Homeless agencies usually conduct that boots-on-the-ground unsheltered head count annually in tandem with shelter occupancies, Caster said, but didn’t do that in January because of the COVID-19 pandemic and a HUD recommendation against it.

The new statistics are “probably lower than we would have seen under normal circumstances,” said Andy Barton, chairman of the board of Pikes Peak Continuum of Care and president and CEO of Catholic Charities of Central Colorado.

Beyond the missing unsheltered numbers, the point-in-time survey is a snapshot of just one day, he said, and provides a limited view.
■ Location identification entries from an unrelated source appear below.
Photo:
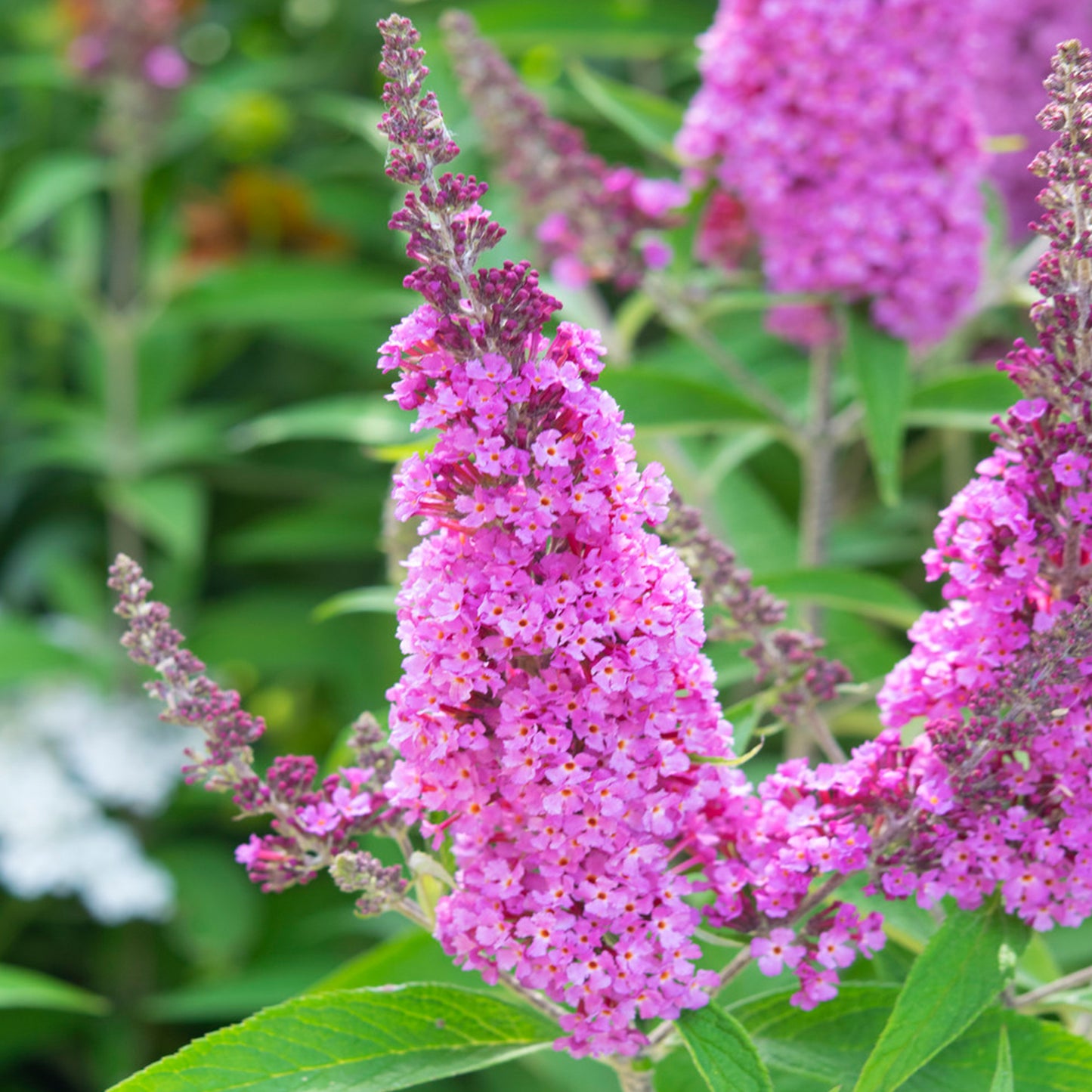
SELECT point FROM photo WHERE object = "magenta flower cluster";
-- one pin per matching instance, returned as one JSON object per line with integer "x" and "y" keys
{"x": 132, "y": 41}
{"x": 994, "y": 793}
{"x": 316, "y": 822}
{"x": 1010, "y": 45}
{"x": 593, "y": 221}
{"x": 555, "y": 698}
{"x": 849, "y": 134}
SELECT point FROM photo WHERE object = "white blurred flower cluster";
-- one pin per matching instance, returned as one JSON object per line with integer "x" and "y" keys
{"x": 67, "y": 755}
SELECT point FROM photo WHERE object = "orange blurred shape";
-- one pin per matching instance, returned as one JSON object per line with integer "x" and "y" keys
{"x": 84, "y": 14}
{"x": 257, "y": 211}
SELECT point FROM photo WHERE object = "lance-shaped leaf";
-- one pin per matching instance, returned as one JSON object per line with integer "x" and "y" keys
{"x": 21, "y": 988}
{"x": 723, "y": 1052}
{"x": 353, "y": 1041}
{"x": 960, "y": 973}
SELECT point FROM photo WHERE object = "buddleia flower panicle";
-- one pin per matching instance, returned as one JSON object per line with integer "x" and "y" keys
{"x": 316, "y": 822}
{"x": 858, "y": 196}
{"x": 593, "y": 221}
{"x": 555, "y": 701}
{"x": 1010, "y": 48}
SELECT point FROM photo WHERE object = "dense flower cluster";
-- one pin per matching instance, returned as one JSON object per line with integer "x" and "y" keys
{"x": 594, "y": 222}
{"x": 555, "y": 697}
{"x": 316, "y": 824}
{"x": 994, "y": 793}
{"x": 871, "y": 196}
{"x": 1001, "y": 675}
{"x": 68, "y": 757}
{"x": 1010, "y": 45}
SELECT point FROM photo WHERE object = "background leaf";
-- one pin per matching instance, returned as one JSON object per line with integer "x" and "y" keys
{"x": 880, "y": 367}
{"x": 45, "y": 188}
{"x": 869, "y": 594}
{"x": 29, "y": 989}
{"x": 353, "y": 1041}
{"x": 723, "y": 1052}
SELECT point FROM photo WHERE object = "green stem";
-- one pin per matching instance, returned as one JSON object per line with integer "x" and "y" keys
{"x": 119, "y": 339}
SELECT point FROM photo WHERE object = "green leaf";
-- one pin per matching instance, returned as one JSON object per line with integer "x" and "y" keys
{"x": 270, "y": 292}
{"x": 960, "y": 973}
{"x": 809, "y": 1052}
{"x": 21, "y": 988}
{"x": 378, "y": 600}
{"x": 1045, "y": 1058}
{"x": 407, "y": 957}
{"x": 858, "y": 591}
{"x": 1003, "y": 1076}
{"x": 650, "y": 119}
{"x": 172, "y": 509}
{"x": 967, "y": 400}
{"x": 357, "y": 116}
{"x": 29, "y": 284}
{"x": 218, "y": 910}
{"x": 45, "y": 188}
{"x": 353, "y": 1041}
{"x": 605, "y": 29}
{"x": 723, "y": 1052}
{"x": 357, "y": 419}
{"x": 663, "y": 401}
{"x": 25, "y": 652}
{"x": 744, "y": 716}
{"x": 341, "y": 525}
{"x": 880, "y": 367}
“We know the counts are probably dramatically undercounting the effects on families and children,” for instance, Barton said.

The community is using other data now, as well, to determine the size of the homeless population and the scope of their needs, Caster said.

Community Health Partnership, which formed in 1997 to improve the health of the community, started keeping monthly statistics on homeless veterans and youth in March 2020, when the pandemic began.

Among the findings from all recent trackings:

• “Actively homeless” military veterans hit a high last month of 662 individuals, compared with 383 in March 2020.

• Fifty homeless youths were in the city’s emergency teen shelter, The Place, or transitional housing on Jan 24. 

• The city has its highest number of people living in transitional housing this year, at 530 individuals, up from 412 in 2011. Total inventory is 642 beds with 84% occupancy.

• Colorado Springs also has the highest number of people who have moved into permanent housing — 696 — up from 261 a decade ago.

• Nearly 180 people are in Rapid Rehousing, a program that provides housing first before addressing issues such as substance abuse. That’s double from 2020 but down from the decade’s high of 347 in 2015.

• There are 861 emergency shelter beds in Colorado Springs, the highest number ever. Occupancy was 73% in January.

• Data from January to June showed a monthly average of 281 individuals aged 18-24 who were homeless.

• Nearly 7,750 households accessed the community’s homeless management system for services or housing support related to homelessness in 2020.

• Public school districts in El Paso County identified 932 homeless students during the 2020-21 academic year, down by more than 1,000 in 2019-20, when the reported count was 1,981 students

The latest numbers were released Wednesday — the day a local organization, Homeward Pikes Peak, broke ground on The Commons, Colorado Springs’ first permanent supportive housing complex for families.

With two other projects opening in the past few years, 165 units of new supportive housing for homeless people will have been added in the community, Caster said.

“We’re seeing a lot of support from the city around permanent supportive housing,” he said.

At any given time in the community, there are an estimated 400 to 500 homeless people needing housing, Barton said.

All local organizations that help the homeless improve their lives use a tracking system to prioritize cases. Those numbers are being collected to further decide where to spend federal, state and local monies, organizations say.

Barton said he’s heartened by the community’s effort to more accurately measure successes and weaknesses.

“The Continuum of Care is starting to take a more systemic look at the system performance measures, beyond a daily count and into specifics,” he said.

For example, Barton said, studying the number of first-time homeless people helps organizations target intervention programs and dollars toward prevention efforts to keep people from becoming homeless, such as rent assistance.

While it might be strange to look at statistics that show where Colorado Springs’ homeless stood in January, Barton said, “We really have to focus on where we’re going.”

He believes the community has a good plan in place, with organizations working together to not duplicate services but leverage each organization’s strengths and target populations to fill in gaps.

As the end of pandemic-related unemployment benefits and eviction moratoriums near an end this fall, Barton said the industry is bracing for what could be “a wave of need that’s been hidden.”